Por tal motivo, na próxima Assembleia deveremos nos debruçar sobre essas questões e até em função das afirmações e demandas de associados, teremos que pautar se a entidade realmente deseja – manifestando sua posição pela AGE - essa eventual solicitação de ADI à Associação Nacional. Temos que nos certificar se esse é mesmo um desejo da maioria, como defendem alguns. E, se for, terá que ser legitimado e reconhecido por meio da correspondente validação por meio do voto conforme o quórum específico previsto em nosso Estatuto.
O futuro que depende de nós
Como carreira típica de Estado, o que mais nos enfraquece é a ausência de uma Lei Orgânica Nacional capaz de uniformizar a nomenclatura e as atribuições das Administrações Fazendárias em todo o país.

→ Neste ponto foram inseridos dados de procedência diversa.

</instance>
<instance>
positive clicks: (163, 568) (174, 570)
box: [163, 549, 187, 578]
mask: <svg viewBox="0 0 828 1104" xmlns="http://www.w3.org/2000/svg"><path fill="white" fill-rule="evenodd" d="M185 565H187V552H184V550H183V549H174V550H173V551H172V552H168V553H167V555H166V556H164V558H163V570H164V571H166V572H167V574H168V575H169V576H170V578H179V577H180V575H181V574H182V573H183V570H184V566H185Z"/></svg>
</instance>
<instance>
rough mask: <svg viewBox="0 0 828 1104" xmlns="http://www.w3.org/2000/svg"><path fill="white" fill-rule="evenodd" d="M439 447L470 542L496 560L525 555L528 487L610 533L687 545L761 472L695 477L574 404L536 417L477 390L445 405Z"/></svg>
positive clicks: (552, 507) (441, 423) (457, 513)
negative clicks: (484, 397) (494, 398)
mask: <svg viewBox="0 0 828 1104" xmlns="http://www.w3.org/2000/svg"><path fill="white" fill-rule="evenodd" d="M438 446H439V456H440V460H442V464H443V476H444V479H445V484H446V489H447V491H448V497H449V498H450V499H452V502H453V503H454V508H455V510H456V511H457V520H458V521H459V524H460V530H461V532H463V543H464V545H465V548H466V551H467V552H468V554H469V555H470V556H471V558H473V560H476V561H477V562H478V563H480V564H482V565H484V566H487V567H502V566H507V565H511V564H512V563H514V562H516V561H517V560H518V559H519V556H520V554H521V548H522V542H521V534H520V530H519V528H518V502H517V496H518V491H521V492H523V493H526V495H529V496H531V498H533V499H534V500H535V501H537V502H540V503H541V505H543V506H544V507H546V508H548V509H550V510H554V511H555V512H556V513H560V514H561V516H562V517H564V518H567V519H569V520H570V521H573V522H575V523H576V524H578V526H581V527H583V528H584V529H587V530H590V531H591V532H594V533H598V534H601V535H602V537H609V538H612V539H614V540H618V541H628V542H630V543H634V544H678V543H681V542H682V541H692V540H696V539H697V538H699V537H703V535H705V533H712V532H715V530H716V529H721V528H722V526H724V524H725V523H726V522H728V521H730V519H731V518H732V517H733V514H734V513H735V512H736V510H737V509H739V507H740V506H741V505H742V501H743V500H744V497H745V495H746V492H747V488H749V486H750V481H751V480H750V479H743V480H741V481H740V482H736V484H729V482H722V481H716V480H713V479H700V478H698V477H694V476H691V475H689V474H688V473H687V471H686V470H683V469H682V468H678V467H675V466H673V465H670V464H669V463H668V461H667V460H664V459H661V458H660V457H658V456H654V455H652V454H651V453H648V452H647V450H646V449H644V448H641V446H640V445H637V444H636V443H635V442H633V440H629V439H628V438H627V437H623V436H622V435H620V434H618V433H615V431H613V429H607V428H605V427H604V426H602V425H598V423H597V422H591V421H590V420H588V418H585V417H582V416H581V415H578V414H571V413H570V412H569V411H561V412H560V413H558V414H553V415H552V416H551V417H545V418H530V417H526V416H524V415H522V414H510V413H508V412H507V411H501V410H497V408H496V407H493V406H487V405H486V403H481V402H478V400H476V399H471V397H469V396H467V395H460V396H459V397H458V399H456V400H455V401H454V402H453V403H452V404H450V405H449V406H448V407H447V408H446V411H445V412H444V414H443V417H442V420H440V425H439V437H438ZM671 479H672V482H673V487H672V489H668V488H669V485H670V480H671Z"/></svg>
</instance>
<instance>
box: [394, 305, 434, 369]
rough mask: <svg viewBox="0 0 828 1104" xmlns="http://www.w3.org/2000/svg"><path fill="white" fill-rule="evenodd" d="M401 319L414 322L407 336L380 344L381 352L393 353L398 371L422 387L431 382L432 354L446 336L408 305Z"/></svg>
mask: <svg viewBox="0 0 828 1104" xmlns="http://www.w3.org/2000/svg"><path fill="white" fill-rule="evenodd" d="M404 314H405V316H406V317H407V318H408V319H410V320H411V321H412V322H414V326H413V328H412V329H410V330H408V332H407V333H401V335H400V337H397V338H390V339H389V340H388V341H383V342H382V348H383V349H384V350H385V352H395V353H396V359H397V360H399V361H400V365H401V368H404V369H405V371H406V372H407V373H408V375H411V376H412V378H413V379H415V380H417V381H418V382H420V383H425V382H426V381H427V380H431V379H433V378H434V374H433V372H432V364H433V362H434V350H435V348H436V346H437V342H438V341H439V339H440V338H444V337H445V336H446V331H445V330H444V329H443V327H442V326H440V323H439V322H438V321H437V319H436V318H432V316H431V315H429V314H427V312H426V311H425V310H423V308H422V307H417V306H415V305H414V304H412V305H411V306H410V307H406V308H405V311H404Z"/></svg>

Enquanto a Magistratura, o Ministério Público e a Defensoria consolidaram modelos unificados, nós ainda convivemos com uma multiplicidade de denominações e estruturas que dificultam a consolidação da carreira fazendária como instituição de Estado.
Um apelo à serenidade e à união
Espero sinceramente que, nas próximas semanas, os ânimos se acalmem e que possamos reencontrar o caminho do diálogo e da conciliação.
O futuro da Entidade — e de cada um de nós — só será sereno se formos capazes de relevar o passado e projetar um futuro comum, construído com base na confiança, na empatia e no compromisso com a nossa missão institucional.
Seguiremos fortes se permanecermos juntos.